The paper describes the steps taken by the authors to add data about women editors of periodicals to Wikidata and then make use of that data in a web application called WeChangEd Stories.

The authors detail the steps taken from collecting the data, applying for a new property in Wikidata, getting approval for an import bot, importing data, augmenting and interconnecting the imported data and finally querying it to find interesting new information and make use of the data in their web application.

The paper stands out for two reasons.
First, the authors clearly explain the benefits of opening up research data in the humanities via Wikidata for Wikidata and the world at large. But equally, they highlight the benefits they themselves received from adding this data to Wikidata in the form of error correction by the Wikidata Community, wider reach of their research, augmentation of their data through a myriad of other data on Wikidata and being able to rely on an ecosystem of tools for further work with the data. This mutual benefit is often overlooked or not described with such clear examples as in this paper.
Second, the authors describe the individual steps of getting data into Wikidata, including often overlooked parts like using the EditGroups tool. This will make it easier for future researchers to follow similar processes for their own data.

Minor typo fixes:
* page 1 column 2 line 45: "in gap" -> "a gap"
* the concepts mentioned in the description of Fig.1 do not correspond to the concepts highlighted by the red and blue boxes in the image
* footnote 5 should be attached to "OpenRefine" and not "Wikidata" in the text
* page 6 column 2 line 43: "us" -> "use"
* page 6 column 2 line 44: "MediWiki" -> "MediaWiki"
* page 9 column 1 line 40: "four" -> "fourth"

Review #2
Anonymous submitted on 22/Apr/2021
Minor Revision
Review Comment:

This manuscript was submitted as 'full paper' and should be reviewed along the usual dimensions for research contributions which include (1) originality, (2) significance of the results, and (3) quality of writing.

Originality and Significance of results

This paper is a case study of adding data about women editors of periodicals in Europe from 1710 to 1920 to Wikidata. The case study is very well motivated, the methods used are clearly described, and the final applications very compelling. The paper does not offer original computer science or Semantic Web contributions, but it offers a very compelling example for why and how to contribute data to Wikidata. The topic of the contribution is also important, and the contribution to Wikidata ensures that the information is recorded and accessible to a very wide audience for a very long time. I commend the authors for their thorough work, accurate description and the outcome. The paper provides a clear blueprint for others to follow.

The demonstration is very well done, and serves as a good showcase of the type of compelling applications that can be built using Wikidata.

Quality of writing

The quality of the writing is very good. There are a few typos that need to be corrected before publication.

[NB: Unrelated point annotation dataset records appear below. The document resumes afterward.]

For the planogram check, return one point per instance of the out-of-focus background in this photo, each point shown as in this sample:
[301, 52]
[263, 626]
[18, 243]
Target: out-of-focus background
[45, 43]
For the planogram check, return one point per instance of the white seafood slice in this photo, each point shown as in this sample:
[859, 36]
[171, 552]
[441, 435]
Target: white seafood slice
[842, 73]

I found the use of the term LOD to be misleading. The data is not being published as a dataset in the LOD cloud, but rather, it is integrated into Wikidata, a large public knowledge graph, and as such does not have many links to other LOD datasets (it has the links to external databases and resources, but most of those are not LOD datasets).

I question the need to state that the work publishes or uses the LOD cloud. The real contribution is in the curation and integration of the data into a large public KG. By reusing existing entities and adding new ones, Wikidata has become a better knowledge graph. The paper clearly articulates the benefits in the application from the data having become part of wikidata. The LOD term is present everywhere in the paper, but the sprit is integration with a public KG. I think this is different and important. My suggestion is cast the contribution in those terms.

Review #3
By Filip Ilievski submitted on 05/May/2021
Major Revision
Review Comment:

Inspired by the underrepresentedness of women in Wikidata and the richness of information in social science archives, this paper proposes to link women editors of historical journey periodicals to Wikidata. It then uses a web interface to allow non-semantic-web users to navigate the data.

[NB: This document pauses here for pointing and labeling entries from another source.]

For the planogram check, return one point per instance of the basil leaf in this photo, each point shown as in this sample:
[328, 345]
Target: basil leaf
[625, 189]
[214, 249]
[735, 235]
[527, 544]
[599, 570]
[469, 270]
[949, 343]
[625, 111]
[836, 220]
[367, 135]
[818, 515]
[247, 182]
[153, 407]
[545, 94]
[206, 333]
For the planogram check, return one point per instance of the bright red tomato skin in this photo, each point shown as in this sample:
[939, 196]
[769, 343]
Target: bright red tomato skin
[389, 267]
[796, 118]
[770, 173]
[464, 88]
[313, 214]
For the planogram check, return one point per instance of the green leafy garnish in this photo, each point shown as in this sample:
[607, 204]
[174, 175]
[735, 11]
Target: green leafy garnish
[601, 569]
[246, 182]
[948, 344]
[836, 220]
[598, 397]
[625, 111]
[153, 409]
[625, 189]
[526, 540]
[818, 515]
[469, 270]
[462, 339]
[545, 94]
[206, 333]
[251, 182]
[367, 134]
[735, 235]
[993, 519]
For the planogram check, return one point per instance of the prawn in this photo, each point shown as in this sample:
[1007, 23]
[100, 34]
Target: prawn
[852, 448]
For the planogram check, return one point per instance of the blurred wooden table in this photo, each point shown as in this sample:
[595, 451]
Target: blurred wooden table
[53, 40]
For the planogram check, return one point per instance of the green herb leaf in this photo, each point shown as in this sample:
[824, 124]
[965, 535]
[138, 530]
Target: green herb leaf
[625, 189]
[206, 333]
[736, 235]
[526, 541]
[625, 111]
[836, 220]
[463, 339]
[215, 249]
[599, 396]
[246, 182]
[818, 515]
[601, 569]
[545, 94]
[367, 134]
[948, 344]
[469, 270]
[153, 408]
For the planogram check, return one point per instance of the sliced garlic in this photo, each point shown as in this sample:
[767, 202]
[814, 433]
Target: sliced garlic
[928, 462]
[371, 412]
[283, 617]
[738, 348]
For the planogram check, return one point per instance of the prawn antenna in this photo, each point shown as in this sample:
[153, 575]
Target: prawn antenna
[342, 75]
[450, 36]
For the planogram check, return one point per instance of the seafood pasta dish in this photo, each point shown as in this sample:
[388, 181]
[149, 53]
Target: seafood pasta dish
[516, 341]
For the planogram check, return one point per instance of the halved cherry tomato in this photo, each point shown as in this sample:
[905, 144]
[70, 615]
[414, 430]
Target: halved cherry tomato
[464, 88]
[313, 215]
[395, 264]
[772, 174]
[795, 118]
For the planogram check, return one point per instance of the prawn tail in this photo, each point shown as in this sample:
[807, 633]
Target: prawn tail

The strong points of the paper are that: 1) it addresses a real problem with representativeness of knowledge, in terms of both gender and time; 2) it establishes a natural two-way connection between Wikidata and social sciences, where each can benefit the other; 3) it sets an example for future projects that integrate social science and the semantic web; 4) the online demo is really nice.

My main complaint about this paper lies in its focus. A quarter of the paper (2/8 pages; or a third if not counting the intro/conclusion) describes the tools that have been used in much detail. Also, I find section 4 to be obsolete for a SWJ issue. Yet, description of the key technical contributions from an SW perspective is critically missing. Specifically:

1) The data model is vaguely described. It would help to have a figure that depicts the schema, or an example subgraph.

2) The alignment between WeChangEd and Wikidata entities is vaguely described. Please clarify.

3) The storytelling interface is also briefly described, with the main focus on the tools used to build it. The paper needs to explain what is the user input to the storytelling demo, describe (or show a figure of) its appearance, and be specific about how it makes it easier for users to explore the data. In fact, the online demo answers many of these questions, but it should be exposed better in the paper. It would also be useful to show which aspects of the interface are facilitated with the Wikidata integration as opposed to by the original data.

My second remark is that I am not fully convinced in the proposed benefits of this work. Various claims are made to support the integration of WeChangEd and Wikidata, and some of them are convincing (e.g., that Wikidata gives extra information about the publications), but others less. The authors say that 80% of the people in Wikidata are male - by adding 1.5k women entities, this is unlikely to have changed. Or am I missing something here?
A second example is the arguments about formats: it seems that the original database already had exports to CSV and JSON, so integration with Wikidata is not necessarily beneficial here. I suggest that the authors clarify or remove these claims.

Finally, I am not sure whether the code and the data of this paper is available for reproducibility purposes. I did not find a link to it in the paper.

Other comments and typos:
* I don't understand Figure 3 - what does it tell us? Are these many IDs for a small number of nodes. Or the same identifier specified for many nodes?
* us to us -> us to use
* used the using the -> used the